Tutorial 3: Trace a memo claim for sign-off

Goal: an investment-committee reviewer reads a claim in a memo and needs to verify it against the underlying knowledge in one round trip --- which triples support it, who asserted them, and from which source documents.

This uses the claim-trace path documented in Knowledge Graph -> Claim Trace. It runs the inverse of ingestion: free-text claim in, supporting triples + source documents out, under a 500 ms budget (a 450 ms internal timeout returns partial results rather than failing the review).

  1. Trace the claim. Paste the memo statement verbatim. max_results caps how many supporting matches come back (1--20). Reuse $TOKEN.

    curl -X POST http://localhost:4000/knowledge/trace \
      -H "Authorization: Bearer $TOKEN" \
      -H 'Content-Type: application/json' \
      -d '{
        "claim": "Acme Corporation was founded by John Smith",
        "max_results": 5
      }'
    
  2. Read the trace.
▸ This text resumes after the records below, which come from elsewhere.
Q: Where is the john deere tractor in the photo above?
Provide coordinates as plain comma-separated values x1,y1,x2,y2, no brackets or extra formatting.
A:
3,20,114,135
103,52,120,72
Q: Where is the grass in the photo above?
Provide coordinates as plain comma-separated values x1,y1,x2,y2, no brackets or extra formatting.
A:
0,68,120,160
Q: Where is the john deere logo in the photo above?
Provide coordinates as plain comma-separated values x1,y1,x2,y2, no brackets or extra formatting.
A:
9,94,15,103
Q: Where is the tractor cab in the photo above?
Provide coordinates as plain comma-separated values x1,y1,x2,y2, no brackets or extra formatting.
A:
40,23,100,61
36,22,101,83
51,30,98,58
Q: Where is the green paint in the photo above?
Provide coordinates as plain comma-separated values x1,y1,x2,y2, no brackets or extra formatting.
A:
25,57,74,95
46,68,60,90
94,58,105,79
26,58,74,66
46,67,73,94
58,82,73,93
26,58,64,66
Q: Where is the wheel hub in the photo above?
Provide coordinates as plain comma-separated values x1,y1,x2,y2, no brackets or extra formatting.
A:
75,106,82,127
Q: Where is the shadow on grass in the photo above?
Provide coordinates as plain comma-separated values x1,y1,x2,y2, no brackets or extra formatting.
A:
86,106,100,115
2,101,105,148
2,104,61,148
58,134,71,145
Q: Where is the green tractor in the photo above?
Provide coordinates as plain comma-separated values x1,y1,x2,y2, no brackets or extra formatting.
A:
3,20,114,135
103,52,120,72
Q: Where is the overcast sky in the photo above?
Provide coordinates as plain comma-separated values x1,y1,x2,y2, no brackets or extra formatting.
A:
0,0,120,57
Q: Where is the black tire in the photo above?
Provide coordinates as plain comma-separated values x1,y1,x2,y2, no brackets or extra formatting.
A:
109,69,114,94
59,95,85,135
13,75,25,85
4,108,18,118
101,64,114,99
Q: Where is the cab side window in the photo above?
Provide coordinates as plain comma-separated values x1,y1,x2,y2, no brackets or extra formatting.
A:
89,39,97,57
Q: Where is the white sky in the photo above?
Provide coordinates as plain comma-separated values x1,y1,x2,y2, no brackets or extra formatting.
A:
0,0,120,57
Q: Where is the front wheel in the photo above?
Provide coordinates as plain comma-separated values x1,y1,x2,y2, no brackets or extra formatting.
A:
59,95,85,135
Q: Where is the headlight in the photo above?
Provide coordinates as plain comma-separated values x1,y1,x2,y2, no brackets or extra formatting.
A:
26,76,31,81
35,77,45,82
Each match groups a supporting triple (with its asserter and assertion_type) under the claim and links it to the source documents that ground it --- each carrying the excerpt and the full source content.

    {
      "claim": "Acme Corporation was founded by John Smith",
      "matches": [
        {
          "triple": {
            "subject": "Acme Corporation",
            "predicate": "founded_by",
            "object": "John Smith",
            "confidence": 0.95,
            "source": "Acme Corp Overview",
            "asserter": "scarlet",
            "assertion_type": "fact"
          },
          "documents": [
            {
              "document_id": "doc-2222",
              "title": "Acme Corp Overview",
              "source_url": "https://example.com/acme",
              "source_type": "web",
              "excerpt": "Acme Corporation was founded in 1990 by John Smith",
              "content": "Acme Corporation was founded in 1990 by John Smith. The company is headquartered in San Francisco...",
              "confidence": 0.95
            }
          ]
        }
      ],
      "duration_ms": 312
    }
    

    The reviewer now has everything to sign off: the claim resolves to a fact-type triple asserted by scarlet, grounded in doc-2222 with the exact excerpt. duration_ms confirms it came in under the sub-500 ms IC budget.

  3. Handle an unsupported claim. If the memo asserts something the graph cannot back up, matches comes back empty --- a clear signal the statement is not grounded and should not be signed off:

    curl -X POST http://localhost:4000/knowledge/trace \
      -H "Authorization: Bearer $TOKEN" \
      -H 'Content-Type: application/json' \
      -d '{ "claim": "Acme Corporation operates in 40 countries", "max_results": 5 }'
    
    { "claim": "Acme Corporation operates in 40 countries", "matches": [], "duration_ms": 88 }
    

    An empty trace and a NOT_MENTIONED label from Tutorial 2's ClaimValidation node are two views of the same gap --- the pipeline catches it before the memo is written, and the trace endpoint catches it again at sign-off. Together they close the loop from ingestion to investment-committee review.